Another provision in HB 593, section 11.5.(d), requires the Department of Public Safety to give notice to anyone on the registry as of August 1, 2020, whose registration is solely based on a substantially similar determination for an out-of-state or federal conviction—regardless of whether they fall in the Grabarczyk class—informing them of their right to contest the registration requirement as provided in G.S. 14-208.12B.
The law is effective August 1, 2020, applicable to any individual notified of the right to contest registration on or after that date. Additional details may be forthcoming depending on subsequent litigation and legislative clarification.
The legislature merely went along with some language cobbled together by Stein’s office and inserted into a House Bill hijacked by the Senate to address the outcome in Grabarczyk. The House refused to concur and the rest of the details were hammered out in a conference report. The legislative fix is inadequate and will be challenged again once the fog of existing litigation clears.
Can you speak to the process used by the Sheriff’s office to determine if an offender has to register if moving from another state? I have an example of a person that would like to move to NC from WA. Convicted of Rape of a child in the third degree, less than 16 but at least 14. 9A.44.079 Date of crime January 2005 and convicted December 2005. Now has a letter from the State of Washington releasing him of his obligation to register.
When I look at the NCSA_SOR_Publication_2018, (most recent I could find on the internet) page 5 states: “Before registering someone, the sheriff’s office must confirm that the person is required to register. This means you must confirm the person was: 1) convicted of a crime that requires registration; and 2) the crime or conviction occurred on or after the effective date for that crime.

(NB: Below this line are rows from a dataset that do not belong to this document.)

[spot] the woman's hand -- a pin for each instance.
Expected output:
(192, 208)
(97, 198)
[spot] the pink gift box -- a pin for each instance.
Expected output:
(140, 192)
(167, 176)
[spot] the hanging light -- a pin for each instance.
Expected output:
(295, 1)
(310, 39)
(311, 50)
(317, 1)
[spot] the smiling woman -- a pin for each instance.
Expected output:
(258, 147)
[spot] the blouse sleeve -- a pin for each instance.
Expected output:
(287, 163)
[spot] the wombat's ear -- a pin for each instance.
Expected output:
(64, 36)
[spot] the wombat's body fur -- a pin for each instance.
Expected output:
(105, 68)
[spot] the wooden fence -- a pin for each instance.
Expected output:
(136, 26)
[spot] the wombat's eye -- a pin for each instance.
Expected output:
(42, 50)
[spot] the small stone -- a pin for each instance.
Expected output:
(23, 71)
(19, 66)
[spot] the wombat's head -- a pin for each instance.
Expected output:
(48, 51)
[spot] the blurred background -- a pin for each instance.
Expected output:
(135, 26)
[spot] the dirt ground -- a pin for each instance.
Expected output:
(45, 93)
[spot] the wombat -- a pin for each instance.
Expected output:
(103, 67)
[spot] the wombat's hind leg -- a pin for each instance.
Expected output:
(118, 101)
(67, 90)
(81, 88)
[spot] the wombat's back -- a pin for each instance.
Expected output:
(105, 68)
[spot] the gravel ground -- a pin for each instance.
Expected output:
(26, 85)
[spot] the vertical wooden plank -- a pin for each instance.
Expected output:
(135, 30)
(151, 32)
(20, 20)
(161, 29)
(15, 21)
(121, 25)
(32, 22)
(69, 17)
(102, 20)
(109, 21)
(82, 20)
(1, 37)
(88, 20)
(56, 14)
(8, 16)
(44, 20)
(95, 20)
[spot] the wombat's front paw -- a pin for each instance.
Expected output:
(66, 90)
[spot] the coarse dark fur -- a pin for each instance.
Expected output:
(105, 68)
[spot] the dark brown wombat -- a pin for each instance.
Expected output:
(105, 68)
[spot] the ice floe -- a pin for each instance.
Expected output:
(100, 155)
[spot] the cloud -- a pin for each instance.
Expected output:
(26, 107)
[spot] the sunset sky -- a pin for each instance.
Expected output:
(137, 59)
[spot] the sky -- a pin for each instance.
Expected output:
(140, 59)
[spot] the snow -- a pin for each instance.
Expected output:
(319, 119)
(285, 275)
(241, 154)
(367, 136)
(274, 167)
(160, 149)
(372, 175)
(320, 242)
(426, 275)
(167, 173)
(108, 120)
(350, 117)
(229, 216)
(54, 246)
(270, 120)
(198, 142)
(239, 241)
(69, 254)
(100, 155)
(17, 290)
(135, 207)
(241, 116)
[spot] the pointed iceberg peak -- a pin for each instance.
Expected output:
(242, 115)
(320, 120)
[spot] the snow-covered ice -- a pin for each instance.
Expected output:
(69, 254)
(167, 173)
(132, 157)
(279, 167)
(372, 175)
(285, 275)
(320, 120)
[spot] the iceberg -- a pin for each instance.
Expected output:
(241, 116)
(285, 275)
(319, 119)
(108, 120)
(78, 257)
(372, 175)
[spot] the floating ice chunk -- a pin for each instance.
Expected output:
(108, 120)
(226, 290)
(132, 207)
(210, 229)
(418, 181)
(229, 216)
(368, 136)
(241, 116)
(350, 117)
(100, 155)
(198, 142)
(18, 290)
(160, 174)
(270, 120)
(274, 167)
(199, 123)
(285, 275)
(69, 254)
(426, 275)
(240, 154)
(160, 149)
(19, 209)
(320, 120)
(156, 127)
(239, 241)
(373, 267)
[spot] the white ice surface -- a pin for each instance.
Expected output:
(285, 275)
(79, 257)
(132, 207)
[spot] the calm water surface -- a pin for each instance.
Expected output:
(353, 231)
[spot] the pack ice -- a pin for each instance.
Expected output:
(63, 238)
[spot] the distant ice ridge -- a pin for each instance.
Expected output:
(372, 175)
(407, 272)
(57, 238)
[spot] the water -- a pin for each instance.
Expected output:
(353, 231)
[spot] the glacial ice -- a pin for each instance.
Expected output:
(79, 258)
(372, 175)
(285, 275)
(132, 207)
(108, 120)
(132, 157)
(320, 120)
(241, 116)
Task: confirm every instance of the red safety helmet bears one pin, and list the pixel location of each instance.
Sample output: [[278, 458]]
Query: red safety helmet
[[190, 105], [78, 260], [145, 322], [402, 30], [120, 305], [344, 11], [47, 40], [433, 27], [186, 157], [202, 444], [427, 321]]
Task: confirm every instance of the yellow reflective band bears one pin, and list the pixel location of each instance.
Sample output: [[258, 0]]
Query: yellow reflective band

The charts below will assist with this determination.” I equated the Washington charge 9A.44.079 to NC 14-27.7A recodified as 14-27.25 Statutory Rape of a person 13,14,or15. The effective date for 14-27.7A(former) is offenses COMMITTED on or after 12/1/2006. 14-27.25 has an effective date of 12/1/2015 and is applicable to charges committed on or after that date.
All that said, my question is if the crime was committed in Washington State on January 2005, no longer obligated to register in WA, do the effective dates above mean he would not have to register? It seems to me he would not because the earliest effective dates is 12/1/2006. Am I understanding correctly? I would sincerely appreciate a reply. Thank you.